Lot 3020. An extremely rare and superb jade ceremonial blade, yazhang, Shimao Culture, Shaanxi, Neolithic period; 37.5 cm, 14 3/4 in. Estimate 1,600,000 — 2,000,000 HKD. Lot sold 4,320,000 HKD. © Sotheby's 2018
with an elongated form flaring slightly towards the arched cutting edge with one subtly bevelled side, the opposite end flanked by angular projections and centred with a pierced aperture, each side finely incised with parallel lines, one with an additional incised triangular marking, the surface lustrously patinated to a variegated olive-green and brown colour highlighted with attractive beige striations.
Provenance: J.T. Tai & Co., New York, 1963.
Collection of Arthur M. Sackler.
Christie's New York, 13th/14th September 2012, lot 1002.
Note: Jade blades with teeth-like protrusions such as the present example are known as yazhang. Originating from the Longshan Culture in the Neolithic period, the distribution of the earliest prototypes is predominantly found in Shandong and Shaanxi Shenmu Shimao in the lower and central regions of the Yellow River. The production of yazhang was popular in the Xia and Shang dynasties but was abandoned by the late Shang dynasty.
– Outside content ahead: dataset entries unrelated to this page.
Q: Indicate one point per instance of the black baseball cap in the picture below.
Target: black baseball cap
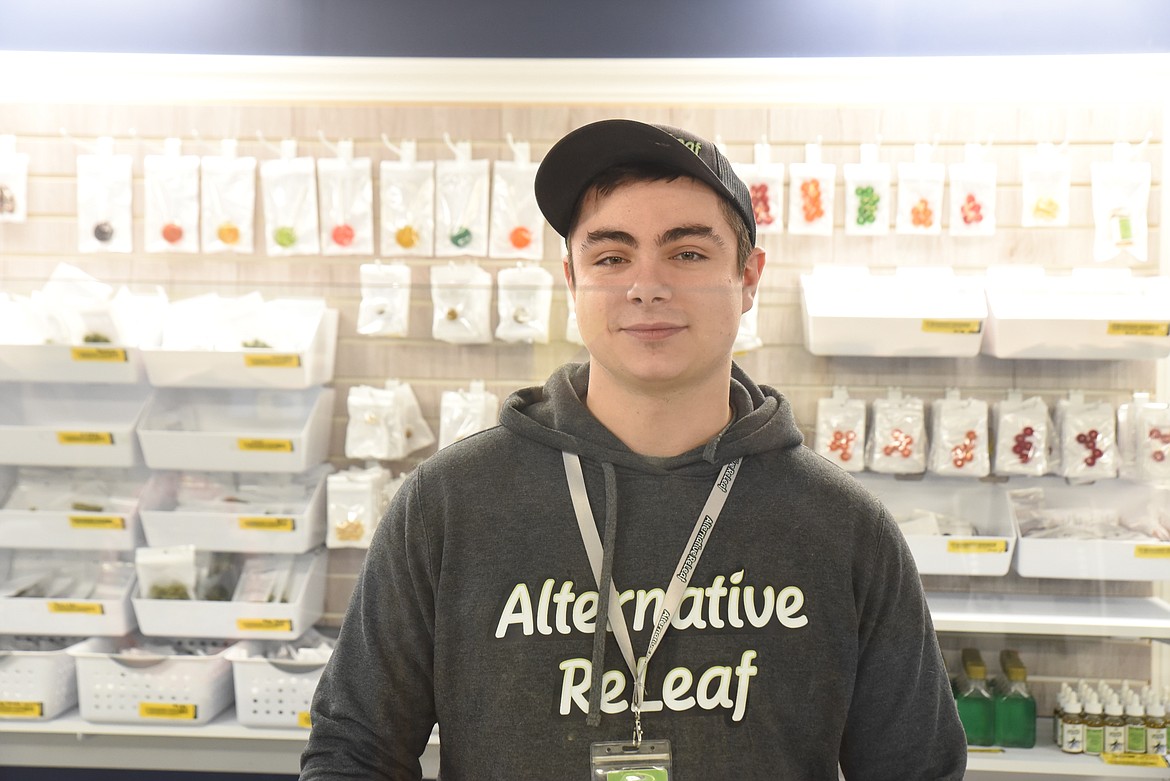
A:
(579, 157)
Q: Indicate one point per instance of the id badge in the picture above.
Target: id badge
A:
(620, 760)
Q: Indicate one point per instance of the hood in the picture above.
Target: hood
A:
(555, 414)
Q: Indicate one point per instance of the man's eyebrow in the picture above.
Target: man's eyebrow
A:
(690, 232)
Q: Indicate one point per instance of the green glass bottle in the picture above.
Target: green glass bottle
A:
(976, 706)
(1014, 705)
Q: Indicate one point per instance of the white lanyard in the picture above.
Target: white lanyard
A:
(679, 582)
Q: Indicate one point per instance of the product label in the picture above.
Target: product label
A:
(84, 437)
(1138, 329)
(951, 326)
(176, 711)
(976, 546)
(267, 524)
(272, 360)
(85, 608)
(100, 354)
(9, 710)
(97, 522)
(1136, 760)
(263, 624)
(266, 446)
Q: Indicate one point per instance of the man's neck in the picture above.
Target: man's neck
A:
(654, 424)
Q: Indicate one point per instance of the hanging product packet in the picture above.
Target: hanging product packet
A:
(867, 194)
(897, 439)
(841, 430)
(1046, 180)
(463, 413)
(228, 195)
(1023, 434)
(972, 197)
(1088, 439)
(385, 306)
(920, 194)
(958, 436)
(517, 226)
(345, 191)
(290, 204)
(407, 191)
(171, 213)
(1121, 199)
(765, 184)
(104, 193)
(461, 205)
(13, 181)
(461, 296)
(524, 304)
(813, 185)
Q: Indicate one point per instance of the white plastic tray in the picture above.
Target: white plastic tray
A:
(70, 424)
(982, 504)
(242, 620)
(238, 430)
(914, 312)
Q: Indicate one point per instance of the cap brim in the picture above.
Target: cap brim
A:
(580, 156)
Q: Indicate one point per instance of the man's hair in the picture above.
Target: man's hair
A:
(630, 173)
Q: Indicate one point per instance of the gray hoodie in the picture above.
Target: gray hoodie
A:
(804, 640)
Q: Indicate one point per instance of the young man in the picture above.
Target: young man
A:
(642, 553)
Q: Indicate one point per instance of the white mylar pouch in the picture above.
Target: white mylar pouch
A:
(765, 184)
(841, 430)
(385, 306)
(1121, 195)
(972, 195)
(958, 437)
(1088, 440)
(13, 181)
(407, 208)
(345, 191)
(461, 208)
(229, 205)
(897, 440)
(1045, 186)
(812, 189)
(171, 212)
(867, 195)
(290, 206)
(463, 413)
(920, 194)
(104, 192)
(461, 296)
(1021, 436)
(517, 226)
(524, 303)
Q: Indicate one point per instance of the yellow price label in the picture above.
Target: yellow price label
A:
(83, 608)
(977, 546)
(951, 326)
(1128, 329)
(97, 522)
(266, 446)
(272, 360)
(176, 711)
(11, 710)
(267, 524)
(84, 437)
(100, 354)
(1135, 760)
(263, 624)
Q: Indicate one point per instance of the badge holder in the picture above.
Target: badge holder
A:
(621, 760)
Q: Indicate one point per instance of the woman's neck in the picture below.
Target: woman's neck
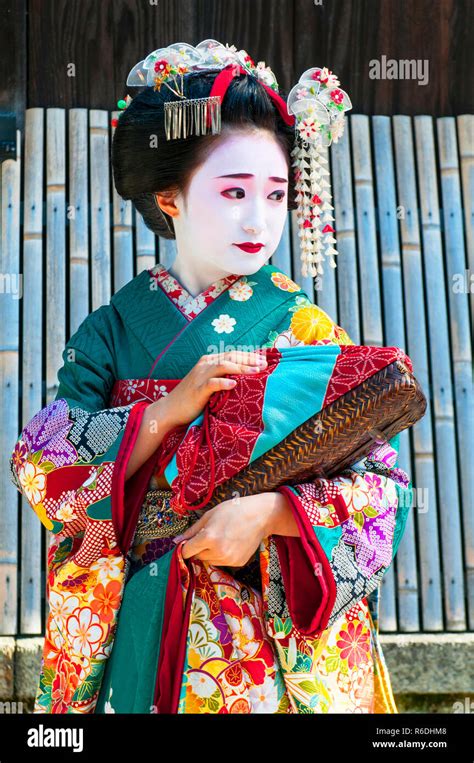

According to archaeological research and findings, Shimao yazhang can be dated to the late Longshan period to the Xia dynasty, making these enigmatic objects 4000 years old.
The function of yazhang has been an area of discussion and interpretations of it as a military implement have been suggested in ancient texts such as Zhouli [Rites of Zhou] Office of Spring, Dianrui, as well as Zheng Xuan's commentaries in the Eastern Han dynasty. Archaeological excavations from sacrificial pits have, however, indicated that yazhang was in fact ceremonial objects.